カチカチに乾き切っていて、手の平にちょこんと乗る大きさで、形は『く』の字に曲がっている。
銀色に輝くメタリックな皮に包まれているが、背中だけ黒に近い深い群青に染まっており、真っ白に濁った丸い目玉が顔の窪みに嵌っていた。
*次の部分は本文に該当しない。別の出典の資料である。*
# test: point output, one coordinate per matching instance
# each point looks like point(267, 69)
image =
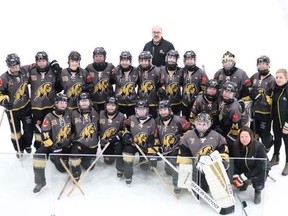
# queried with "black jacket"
point(158, 51)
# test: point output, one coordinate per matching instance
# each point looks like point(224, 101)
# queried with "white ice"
point(246, 28)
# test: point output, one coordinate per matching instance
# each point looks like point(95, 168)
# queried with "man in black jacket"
point(158, 47)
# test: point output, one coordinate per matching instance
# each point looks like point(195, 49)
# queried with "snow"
point(246, 28)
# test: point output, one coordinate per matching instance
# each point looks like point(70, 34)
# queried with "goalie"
point(210, 151)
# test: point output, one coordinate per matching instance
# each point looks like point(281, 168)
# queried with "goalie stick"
point(208, 199)
point(90, 167)
point(156, 171)
point(71, 176)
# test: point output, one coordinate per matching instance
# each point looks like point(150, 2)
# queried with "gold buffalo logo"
point(21, 92)
point(189, 89)
point(74, 91)
point(109, 132)
point(126, 90)
point(43, 90)
point(64, 133)
point(87, 133)
point(172, 89)
point(101, 86)
point(147, 86)
point(206, 150)
point(169, 140)
point(140, 138)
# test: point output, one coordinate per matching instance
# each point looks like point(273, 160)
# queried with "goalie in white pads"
point(210, 151)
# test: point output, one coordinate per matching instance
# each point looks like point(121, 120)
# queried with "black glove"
point(7, 104)
point(114, 139)
point(127, 139)
point(162, 93)
point(152, 163)
point(55, 148)
point(55, 67)
point(242, 104)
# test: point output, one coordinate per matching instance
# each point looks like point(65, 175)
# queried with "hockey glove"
point(114, 139)
point(238, 180)
point(55, 67)
point(56, 148)
point(285, 128)
point(127, 139)
point(204, 159)
point(7, 104)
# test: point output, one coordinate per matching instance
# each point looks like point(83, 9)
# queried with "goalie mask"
point(190, 60)
point(142, 109)
point(111, 106)
point(125, 61)
point(165, 112)
point(202, 124)
point(145, 60)
point(171, 60)
point(84, 103)
point(228, 62)
point(60, 103)
point(229, 90)
point(41, 59)
point(99, 56)
point(13, 63)
point(74, 59)
point(263, 65)
point(211, 91)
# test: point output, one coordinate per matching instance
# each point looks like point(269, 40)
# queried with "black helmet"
point(172, 66)
point(164, 104)
point(99, 51)
point(125, 55)
point(61, 97)
point(75, 56)
point(212, 83)
point(189, 54)
point(141, 104)
point(202, 118)
point(41, 56)
point(230, 86)
point(263, 58)
point(12, 60)
point(145, 55)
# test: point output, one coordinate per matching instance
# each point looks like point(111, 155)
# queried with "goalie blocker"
point(222, 200)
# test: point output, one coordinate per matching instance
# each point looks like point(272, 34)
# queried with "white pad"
point(218, 181)
point(185, 176)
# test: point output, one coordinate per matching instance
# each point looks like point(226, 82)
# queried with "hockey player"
point(140, 130)
point(56, 140)
point(252, 167)
point(14, 96)
point(126, 81)
point(263, 83)
point(110, 124)
point(230, 72)
point(85, 128)
point(194, 80)
point(101, 76)
point(280, 117)
point(207, 102)
point(200, 143)
point(230, 115)
point(44, 80)
point(148, 82)
point(74, 79)
point(170, 127)
point(171, 80)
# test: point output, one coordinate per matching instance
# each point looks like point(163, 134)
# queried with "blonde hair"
point(283, 71)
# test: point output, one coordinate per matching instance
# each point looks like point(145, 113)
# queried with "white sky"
point(210, 28)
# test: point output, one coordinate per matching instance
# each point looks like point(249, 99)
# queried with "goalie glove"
point(238, 180)
point(204, 159)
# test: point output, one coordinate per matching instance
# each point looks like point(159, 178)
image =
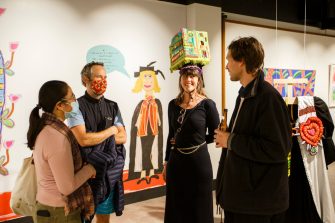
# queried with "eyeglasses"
point(73, 98)
point(181, 116)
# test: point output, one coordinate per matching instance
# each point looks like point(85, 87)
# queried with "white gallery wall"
point(286, 50)
point(55, 35)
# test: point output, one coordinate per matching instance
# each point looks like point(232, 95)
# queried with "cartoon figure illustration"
point(5, 113)
point(146, 142)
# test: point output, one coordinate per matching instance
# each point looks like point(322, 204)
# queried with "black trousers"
point(230, 217)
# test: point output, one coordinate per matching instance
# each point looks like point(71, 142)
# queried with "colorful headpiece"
point(185, 68)
point(189, 47)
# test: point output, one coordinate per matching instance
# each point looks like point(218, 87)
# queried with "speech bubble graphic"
point(110, 56)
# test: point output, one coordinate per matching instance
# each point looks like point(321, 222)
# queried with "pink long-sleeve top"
point(54, 168)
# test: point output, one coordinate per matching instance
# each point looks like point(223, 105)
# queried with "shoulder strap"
point(185, 119)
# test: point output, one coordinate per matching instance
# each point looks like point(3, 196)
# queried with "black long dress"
point(189, 176)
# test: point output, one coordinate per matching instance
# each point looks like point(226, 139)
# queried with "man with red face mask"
point(99, 129)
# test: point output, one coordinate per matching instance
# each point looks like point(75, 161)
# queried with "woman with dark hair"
point(188, 170)
point(62, 192)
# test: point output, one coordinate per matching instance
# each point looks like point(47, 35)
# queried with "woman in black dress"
point(188, 170)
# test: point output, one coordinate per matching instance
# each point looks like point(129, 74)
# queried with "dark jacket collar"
point(93, 100)
point(251, 89)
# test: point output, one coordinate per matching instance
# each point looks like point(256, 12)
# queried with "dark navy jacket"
point(252, 175)
point(106, 157)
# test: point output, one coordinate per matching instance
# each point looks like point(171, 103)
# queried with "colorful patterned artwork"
point(146, 134)
point(189, 46)
point(6, 111)
point(298, 89)
point(331, 99)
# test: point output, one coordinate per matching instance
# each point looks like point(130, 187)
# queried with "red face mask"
point(99, 86)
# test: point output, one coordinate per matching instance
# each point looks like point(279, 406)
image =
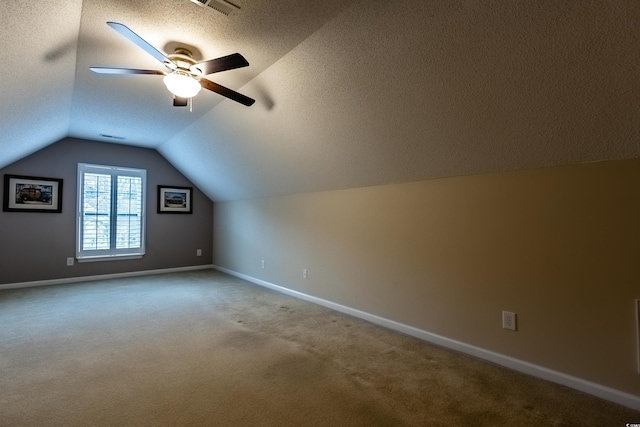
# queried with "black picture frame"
point(175, 200)
point(32, 194)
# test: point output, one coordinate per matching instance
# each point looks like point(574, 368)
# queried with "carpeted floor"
point(206, 349)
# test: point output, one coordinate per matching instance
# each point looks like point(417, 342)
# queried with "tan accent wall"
point(558, 246)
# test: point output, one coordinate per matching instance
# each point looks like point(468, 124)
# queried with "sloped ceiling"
point(349, 93)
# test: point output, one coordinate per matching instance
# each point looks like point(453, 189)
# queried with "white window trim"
point(108, 255)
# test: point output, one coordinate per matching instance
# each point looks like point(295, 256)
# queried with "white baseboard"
point(103, 277)
point(603, 392)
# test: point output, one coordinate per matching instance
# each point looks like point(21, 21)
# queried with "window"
point(111, 212)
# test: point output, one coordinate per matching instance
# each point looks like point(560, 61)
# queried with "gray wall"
point(34, 246)
point(558, 246)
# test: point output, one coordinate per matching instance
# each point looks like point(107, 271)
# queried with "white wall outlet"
point(509, 320)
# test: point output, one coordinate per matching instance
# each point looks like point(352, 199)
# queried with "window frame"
point(112, 253)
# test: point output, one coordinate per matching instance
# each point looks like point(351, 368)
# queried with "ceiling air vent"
point(222, 6)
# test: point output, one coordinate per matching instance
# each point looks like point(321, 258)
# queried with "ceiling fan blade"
point(123, 71)
point(229, 62)
point(226, 92)
point(180, 102)
point(142, 43)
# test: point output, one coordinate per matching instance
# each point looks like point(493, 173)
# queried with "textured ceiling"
point(349, 93)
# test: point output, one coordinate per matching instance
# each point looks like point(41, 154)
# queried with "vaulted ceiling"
point(348, 93)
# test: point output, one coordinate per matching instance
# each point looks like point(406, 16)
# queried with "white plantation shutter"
point(111, 203)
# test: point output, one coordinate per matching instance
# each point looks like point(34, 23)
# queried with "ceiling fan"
point(184, 76)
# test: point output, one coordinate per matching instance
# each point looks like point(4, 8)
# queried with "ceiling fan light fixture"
point(182, 84)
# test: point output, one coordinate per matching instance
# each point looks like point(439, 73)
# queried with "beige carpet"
point(206, 349)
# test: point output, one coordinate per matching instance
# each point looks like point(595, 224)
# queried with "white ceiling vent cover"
point(222, 6)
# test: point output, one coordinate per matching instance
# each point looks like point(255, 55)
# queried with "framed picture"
point(32, 194)
point(174, 199)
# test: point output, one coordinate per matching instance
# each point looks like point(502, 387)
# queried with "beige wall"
point(558, 246)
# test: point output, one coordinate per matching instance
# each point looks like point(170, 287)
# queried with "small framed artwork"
point(32, 194)
point(174, 199)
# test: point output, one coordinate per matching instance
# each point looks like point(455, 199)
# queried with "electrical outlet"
point(509, 320)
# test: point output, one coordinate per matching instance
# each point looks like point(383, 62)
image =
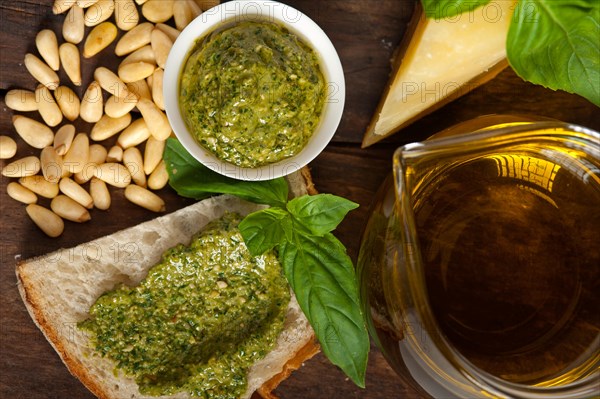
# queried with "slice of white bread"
point(58, 289)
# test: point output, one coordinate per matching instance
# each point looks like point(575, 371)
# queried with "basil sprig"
point(314, 262)
point(551, 43)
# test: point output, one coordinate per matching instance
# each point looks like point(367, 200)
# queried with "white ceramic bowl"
point(295, 22)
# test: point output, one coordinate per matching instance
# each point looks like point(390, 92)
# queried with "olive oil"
point(510, 246)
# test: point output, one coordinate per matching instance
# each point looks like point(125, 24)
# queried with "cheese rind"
point(440, 61)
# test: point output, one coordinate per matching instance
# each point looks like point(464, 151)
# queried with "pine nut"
point(63, 139)
point(114, 174)
point(161, 44)
point(68, 102)
point(158, 10)
point(100, 194)
point(61, 6)
point(110, 82)
point(134, 39)
point(115, 154)
point(86, 3)
point(74, 191)
point(117, 107)
point(69, 57)
point(47, 106)
point(20, 193)
point(68, 209)
point(143, 54)
point(92, 106)
point(40, 186)
point(73, 26)
point(76, 158)
point(135, 134)
point(99, 12)
point(194, 7)
point(41, 72)
point(159, 177)
point(182, 14)
point(132, 158)
point(99, 38)
point(8, 147)
point(149, 81)
point(126, 14)
point(21, 100)
point(155, 119)
point(107, 127)
point(140, 89)
point(51, 164)
point(34, 133)
point(97, 156)
point(27, 166)
point(153, 154)
point(49, 222)
point(47, 45)
point(144, 198)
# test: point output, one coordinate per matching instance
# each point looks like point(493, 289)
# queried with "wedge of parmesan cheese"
point(439, 61)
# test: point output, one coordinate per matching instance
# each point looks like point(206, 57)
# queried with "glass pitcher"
point(480, 263)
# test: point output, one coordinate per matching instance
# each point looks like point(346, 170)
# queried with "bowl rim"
point(297, 23)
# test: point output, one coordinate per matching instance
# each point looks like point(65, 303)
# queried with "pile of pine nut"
point(70, 160)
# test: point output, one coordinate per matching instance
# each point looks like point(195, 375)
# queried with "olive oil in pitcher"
point(511, 254)
point(480, 263)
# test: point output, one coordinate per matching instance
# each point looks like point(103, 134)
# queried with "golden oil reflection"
point(538, 173)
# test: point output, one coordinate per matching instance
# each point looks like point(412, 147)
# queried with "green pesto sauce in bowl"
point(198, 321)
point(252, 94)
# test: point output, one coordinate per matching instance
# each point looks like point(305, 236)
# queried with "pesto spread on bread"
point(252, 94)
point(198, 321)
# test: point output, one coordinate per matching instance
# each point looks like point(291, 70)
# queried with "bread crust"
point(30, 286)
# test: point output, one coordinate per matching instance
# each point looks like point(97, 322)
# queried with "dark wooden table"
point(365, 33)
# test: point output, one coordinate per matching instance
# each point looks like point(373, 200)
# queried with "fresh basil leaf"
point(439, 9)
point(265, 229)
point(320, 213)
point(324, 282)
point(193, 180)
point(557, 44)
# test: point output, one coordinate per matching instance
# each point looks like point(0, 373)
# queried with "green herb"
point(565, 52)
point(314, 262)
point(191, 179)
point(551, 43)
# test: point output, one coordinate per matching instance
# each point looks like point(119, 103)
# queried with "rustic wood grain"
point(365, 33)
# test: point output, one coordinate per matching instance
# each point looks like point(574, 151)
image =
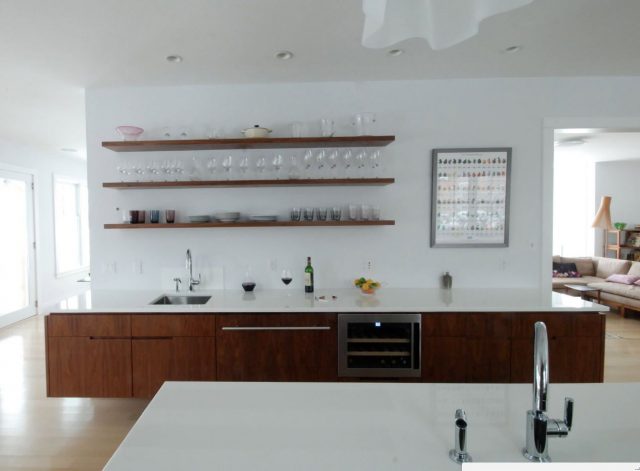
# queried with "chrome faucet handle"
point(459, 453)
point(568, 412)
point(177, 281)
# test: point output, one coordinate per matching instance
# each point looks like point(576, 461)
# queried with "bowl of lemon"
point(366, 285)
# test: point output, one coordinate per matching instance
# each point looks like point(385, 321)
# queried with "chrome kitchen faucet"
point(539, 426)
point(192, 281)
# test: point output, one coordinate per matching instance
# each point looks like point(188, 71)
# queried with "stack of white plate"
point(200, 218)
point(231, 216)
point(263, 217)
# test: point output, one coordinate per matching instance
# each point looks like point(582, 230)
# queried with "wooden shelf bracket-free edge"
point(251, 183)
point(213, 225)
point(247, 143)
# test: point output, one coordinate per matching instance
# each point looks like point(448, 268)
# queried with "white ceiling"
point(601, 146)
point(53, 50)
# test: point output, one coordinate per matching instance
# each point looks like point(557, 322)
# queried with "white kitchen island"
point(367, 426)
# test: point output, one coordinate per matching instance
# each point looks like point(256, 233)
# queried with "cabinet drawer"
point(559, 324)
point(173, 325)
point(89, 325)
point(449, 324)
point(275, 321)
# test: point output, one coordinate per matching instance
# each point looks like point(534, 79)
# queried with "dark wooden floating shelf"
point(245, 183)
point(202, 225)
point(248, 143)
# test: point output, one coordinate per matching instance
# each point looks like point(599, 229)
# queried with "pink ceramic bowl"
point(129, 133)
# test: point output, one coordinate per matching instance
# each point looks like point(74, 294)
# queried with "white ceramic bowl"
point(256, 131)
point(129, 133)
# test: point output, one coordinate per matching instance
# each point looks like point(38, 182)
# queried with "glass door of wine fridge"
point(379, 345)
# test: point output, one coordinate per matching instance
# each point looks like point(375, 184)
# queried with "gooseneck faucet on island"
point(539, 426)
point(192, 282)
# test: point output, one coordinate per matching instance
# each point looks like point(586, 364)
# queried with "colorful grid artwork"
point(470, 197)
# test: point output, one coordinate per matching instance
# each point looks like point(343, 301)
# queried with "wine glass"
point(286, 278)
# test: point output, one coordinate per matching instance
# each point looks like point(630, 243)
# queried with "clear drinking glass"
point(326, 126)
point(320, 162)
point(244, 166)
point(347, 159)
point(308, 161)
point(212, 166)
point(261, 165)
point(321, 214)
point(294, 168)
point(308, 214)
point(277, 162)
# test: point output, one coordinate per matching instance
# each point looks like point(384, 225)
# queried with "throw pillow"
point(565, 270)
point(623, 279)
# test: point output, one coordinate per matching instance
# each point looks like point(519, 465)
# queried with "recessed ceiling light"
point(512, 49)
point(174, 58)
point(284, 55)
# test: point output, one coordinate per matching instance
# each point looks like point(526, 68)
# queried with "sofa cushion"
point(585, 265)
point(611, 266)
point(623, 279)
point(628, 291)
point(635, 269)
point(558, 283)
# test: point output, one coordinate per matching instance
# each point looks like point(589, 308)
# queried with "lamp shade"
point(603, 216)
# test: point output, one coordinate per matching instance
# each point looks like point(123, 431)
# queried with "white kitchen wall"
point(619, 180)
point(422, 114)
point(45, 164)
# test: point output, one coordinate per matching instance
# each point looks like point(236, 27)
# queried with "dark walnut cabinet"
point(178, 347)
point(498, 347)
point(131, 355)
point(277, 347)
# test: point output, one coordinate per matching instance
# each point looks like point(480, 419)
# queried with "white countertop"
point(367, 426)
point(347, 300)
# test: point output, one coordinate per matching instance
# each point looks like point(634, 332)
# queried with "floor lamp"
point(603, 221)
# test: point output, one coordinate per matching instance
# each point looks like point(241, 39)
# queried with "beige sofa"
point(594, 271)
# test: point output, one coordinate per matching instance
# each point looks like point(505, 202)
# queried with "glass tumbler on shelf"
point(327, 127)
point(321, 214)
point(294, 168)
point(308, 214)
point(308, 161)
point(227, 165)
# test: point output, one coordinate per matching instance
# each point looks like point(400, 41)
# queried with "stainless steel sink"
point(166, 299)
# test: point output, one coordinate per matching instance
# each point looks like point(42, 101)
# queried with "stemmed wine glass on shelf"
point(286, 278)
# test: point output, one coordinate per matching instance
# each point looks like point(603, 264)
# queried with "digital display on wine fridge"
point(379, 345)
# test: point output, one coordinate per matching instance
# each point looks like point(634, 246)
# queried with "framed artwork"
point(470, 197)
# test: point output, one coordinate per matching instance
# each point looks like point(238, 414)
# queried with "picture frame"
point(470, 190)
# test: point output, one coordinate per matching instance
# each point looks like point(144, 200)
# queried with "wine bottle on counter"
point(308, 277)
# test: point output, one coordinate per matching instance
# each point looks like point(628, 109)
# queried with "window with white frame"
point(71, 216)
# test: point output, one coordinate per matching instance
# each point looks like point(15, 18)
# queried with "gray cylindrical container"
point(447, 280)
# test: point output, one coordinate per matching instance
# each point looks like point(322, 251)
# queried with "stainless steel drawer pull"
point(278, 328)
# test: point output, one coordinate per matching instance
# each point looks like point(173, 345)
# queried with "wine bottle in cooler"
point(308, 277)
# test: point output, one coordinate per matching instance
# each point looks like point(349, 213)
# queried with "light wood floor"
point(40, 433)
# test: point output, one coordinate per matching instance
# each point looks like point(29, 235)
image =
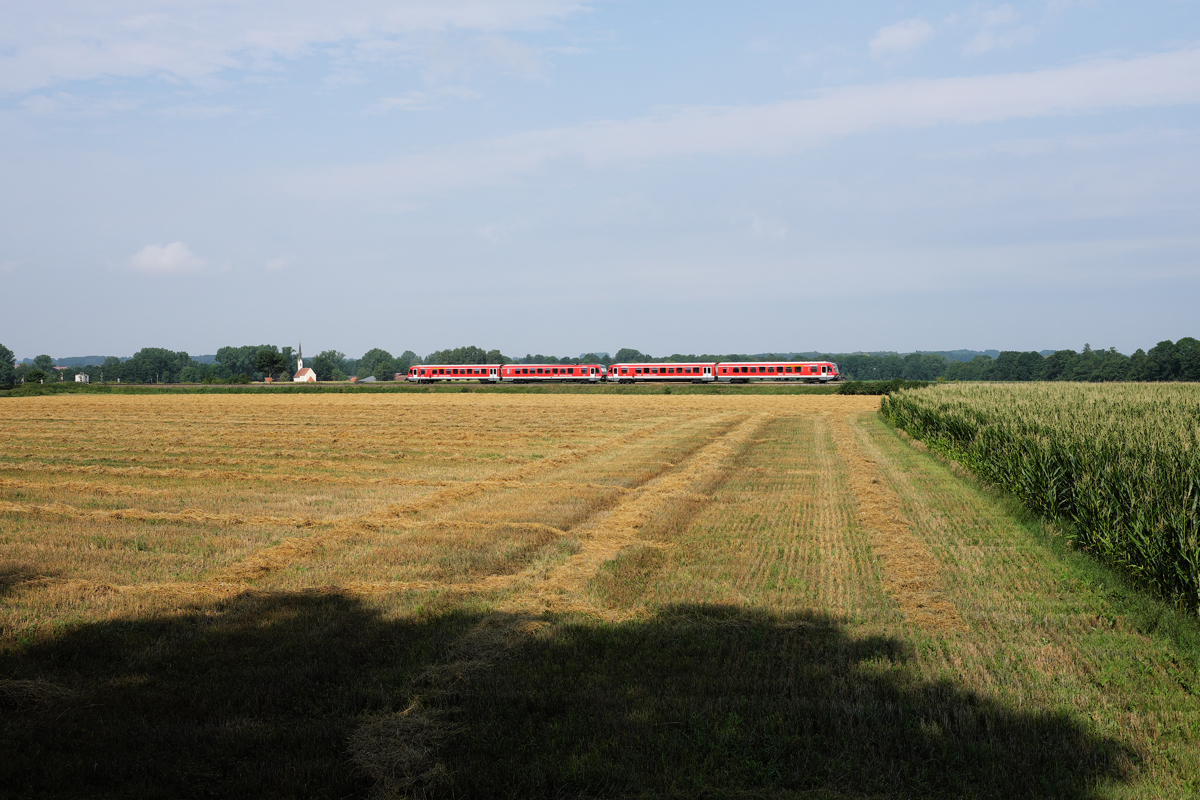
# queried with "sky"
point(564, 176)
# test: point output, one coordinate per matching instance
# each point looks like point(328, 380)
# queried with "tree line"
point(252, 362)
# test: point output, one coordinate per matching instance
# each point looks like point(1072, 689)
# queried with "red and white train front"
point(435, 373)
point(743, 372)
point(725, 372)
point(552, 373)
point(678, 373)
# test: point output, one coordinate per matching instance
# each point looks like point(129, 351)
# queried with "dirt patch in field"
point(911, 573)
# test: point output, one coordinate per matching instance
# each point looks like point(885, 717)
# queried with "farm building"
point(304, 374)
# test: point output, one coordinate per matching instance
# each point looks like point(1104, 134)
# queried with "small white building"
point(304, 374)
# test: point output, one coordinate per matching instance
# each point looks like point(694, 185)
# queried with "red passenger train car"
point(743, 372)
point(679, 373)
point(433, 373)
point(559, 373)
point(725, 372)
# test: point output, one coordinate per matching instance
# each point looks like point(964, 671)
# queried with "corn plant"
point(1121, 463)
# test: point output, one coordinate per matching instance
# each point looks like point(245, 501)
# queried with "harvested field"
point(544, 595)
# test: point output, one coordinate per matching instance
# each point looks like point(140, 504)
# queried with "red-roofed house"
point(304, 374)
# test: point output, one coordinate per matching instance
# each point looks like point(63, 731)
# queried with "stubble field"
point(553, 595)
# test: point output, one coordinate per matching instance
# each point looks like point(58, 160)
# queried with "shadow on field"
point(259, 696)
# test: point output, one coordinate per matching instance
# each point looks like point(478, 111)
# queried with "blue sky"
point(563, 175)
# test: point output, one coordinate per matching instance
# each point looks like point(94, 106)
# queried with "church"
point(304, 374)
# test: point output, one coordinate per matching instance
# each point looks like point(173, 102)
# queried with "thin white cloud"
point(196, 112)
point(171, 259)
point(1092, 86)
point(52, 41)
point(900, 37)
point(420, 101)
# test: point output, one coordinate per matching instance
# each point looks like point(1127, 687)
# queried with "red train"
point(725, 372)
point(510, 373)
point(701, 372)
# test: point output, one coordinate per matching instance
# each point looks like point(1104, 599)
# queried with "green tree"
point(1164, 361)
point(1188, 350)
point(269, 361)
point(111, 371)
point(238, 360)
point(629, 355)
point(370, 360)
point(329, 364)
point(7, 367)
point(1060, 366)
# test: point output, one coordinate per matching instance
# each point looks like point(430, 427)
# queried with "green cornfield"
point(1119, 462)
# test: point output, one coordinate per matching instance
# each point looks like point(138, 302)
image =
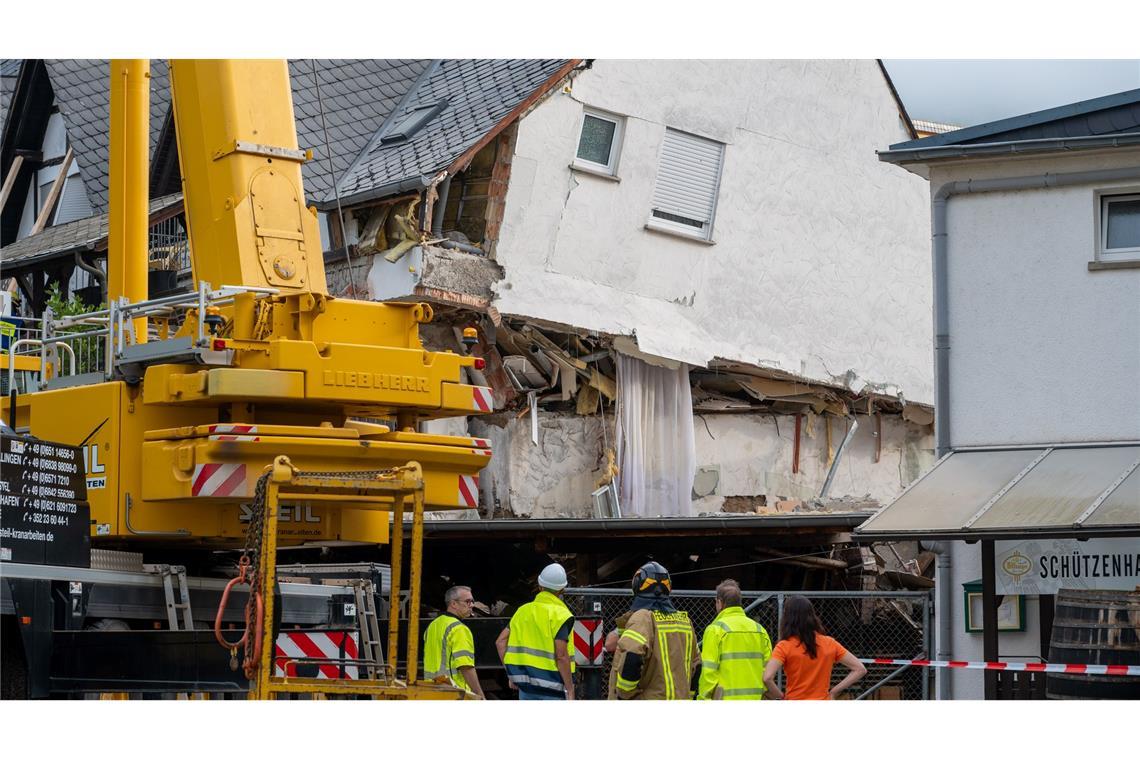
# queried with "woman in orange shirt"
point(807, 655)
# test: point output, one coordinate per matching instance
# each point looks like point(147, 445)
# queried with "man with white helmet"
point(537, 646)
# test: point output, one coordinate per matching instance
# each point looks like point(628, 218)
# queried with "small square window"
point(599, 142)
point(1120, 227)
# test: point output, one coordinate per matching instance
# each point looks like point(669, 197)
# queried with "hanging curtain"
point(654, 439)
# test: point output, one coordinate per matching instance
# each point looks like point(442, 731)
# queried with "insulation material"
point(654, 440)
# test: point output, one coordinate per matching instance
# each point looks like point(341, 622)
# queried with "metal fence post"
point(926, 644)
point(779, 626)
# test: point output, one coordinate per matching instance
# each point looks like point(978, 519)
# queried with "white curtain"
point(656, 451)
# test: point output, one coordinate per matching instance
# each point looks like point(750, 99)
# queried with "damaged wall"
point(555, 477)
point(1043, 350)
point(754, 458)
point(821, 259)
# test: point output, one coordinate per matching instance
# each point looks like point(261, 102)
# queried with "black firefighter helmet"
point(652, 579)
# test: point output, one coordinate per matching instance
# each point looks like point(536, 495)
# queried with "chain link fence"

私をあんなに大興奮させたイケない食材が、こんなに小さな魚だとは……!
ニボシをまじまじと見つめながら、私は言った。
「ふーむ? よく見ると、ひし形の鱗がみっしり生えてる。スープに浮かんだ銀粉は、この鱗が剥がれたものか……レン。これは、鰯の稚魚かね?」
レンは頷く。
「ああ、そうだ。煮干しは、カタクチイワシの稚魚を海水で煮て、天日に干して作ったもんだよ」
ブラドが声を出す。
「この大きさだと、我々の世界では食用にすることはまずありませんね!」
オーリが頷いた。
「だな。こんなに小せえと、持ち帰るのも面倒だし、そもそも網にかからねえ。もし獲れても釣り餌にされるか、その場で海に捨てられるだろうよ」
それにマリアも同意する。
「そうねぇ。もう少し大きければ、フライにしたりマリネにしたり、背骨を取ってオイル漬けにしたりと色々料理できるけど……こんなにちっちゃかったら、ネコちゃんや鳥のご飯にしかならないわ」
オーリが、ニボシを齧って言った。
「ふうん。ニボシってのは、かなりアクの強い食材なんだな……」
私も、ニボシを齧ってみる。
噛みしめるほどにじんわり旨味が滲み出るが、非常に硬くて食べにくい。苦味が強く、臭みとエグ味もあって、そのまま食べてもあんまり美味しくない。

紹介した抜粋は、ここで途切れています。